Introduction
The captcha control is a self contained Web control. It is easy to use and secure. It prevents automated registration.
Background
I was given a task to add a captcha validation on a registration page. I found an article in CodeProject that is right on the target. The article solved that task, but I wasn't very happy about having to have an ASPX page reference, a need for a session variable, not easily customizable, distorting the whole image instead of letter. I'm in my vacation and spending a night creating a control to share and for future references.
Using the Code
Add an assembly reference to the control on a page:
<%@ Register Namespace="CaptchaControl" Assembly="CaptchaControl" TagPrefix="cc" />
Add the CaptchaControl
tag to the page:
<cc:CaptchaControl ID="captcha" runat="server"
CharCount="5" Width="200" CharSet="AllLowerCaseLetters"/>
On postback, call captcha.Validate(userinput)
-- where userinput
is what user typed.
The default values for the control are:
public CaptchaControl()
{
IgnoreCase = true;
CharCount = 3;
this.Width = new Unit(120);
this.Height = new Unit(50);
Password = this.GetType().AssemblyQualifiedName;
CharSet = CharSets.NumberAndLetters;
}
Known Issues
When two users or browser windows of the page are open, after a user (user1
) input passes the validation and the other user refreshes the page, if user1
hits the submit button again with the input from the new image, the user will get "validation failed".

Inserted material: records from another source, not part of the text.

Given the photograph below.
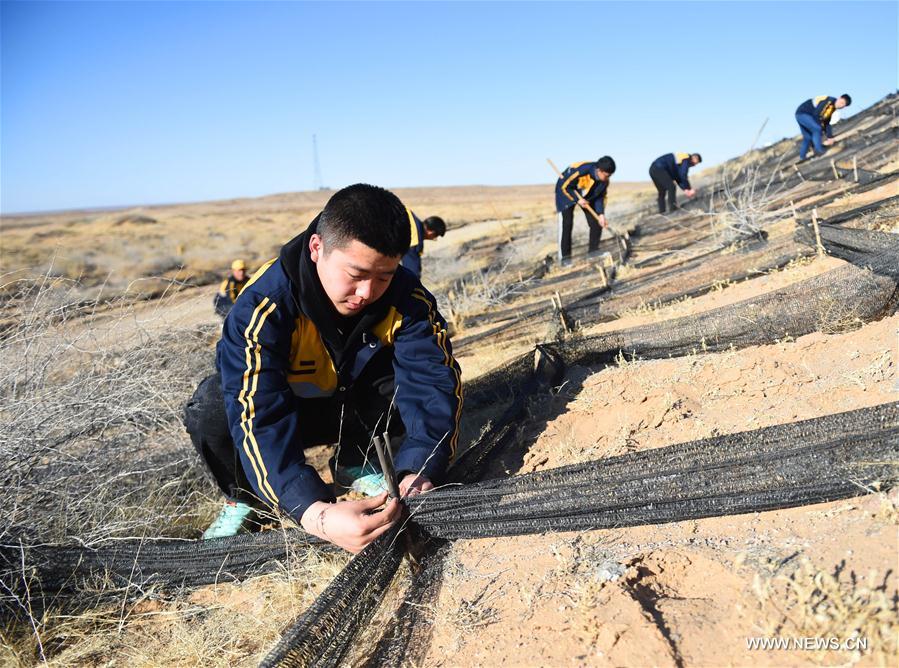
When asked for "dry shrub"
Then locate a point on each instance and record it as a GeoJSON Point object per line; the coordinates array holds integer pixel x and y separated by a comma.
{"type": "Point", "coordinates": [91, 394]}
{"type": "Point", "coordinates": [812, 603]}
{"type": "Point", "coordinates": [219, 625]}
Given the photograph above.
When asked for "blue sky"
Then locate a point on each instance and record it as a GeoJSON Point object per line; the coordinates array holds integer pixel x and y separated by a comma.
{"type": "Point", "coordinates": [107, 104]}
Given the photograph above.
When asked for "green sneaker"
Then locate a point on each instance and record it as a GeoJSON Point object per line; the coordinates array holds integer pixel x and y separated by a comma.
{"type": "Point", "coordinates": [230, 520]}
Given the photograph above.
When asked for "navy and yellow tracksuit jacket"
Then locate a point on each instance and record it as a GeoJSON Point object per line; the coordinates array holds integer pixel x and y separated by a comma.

This is because the code in the viewstate
does not match the code in the new image any more. This problem shouldn't be a problem in the real application because mostly we would want a page redirect to a different page on successful validation. This problem can be resolved if we append the image file name with a guid id, but this approach introduces a new problem that is having a lot of images being created.
Each character needs about 40px of space, if you increase the CharCount
by 1
, you should increase Width
by 40
to prevent character image cutoffs.
Points of Interest
It was fun to add noise and distort the character bitmap image. This is one of the major advantage features over the article I read. Any cool way of distorting the image, please post it here, I'll add it to the project.
This control stores the encrypted code in the viewstate
, the password can be set in the HTML markup or programmatically.
My next step on this subject is trying to create an HTML helper function for ASP.NET MVC.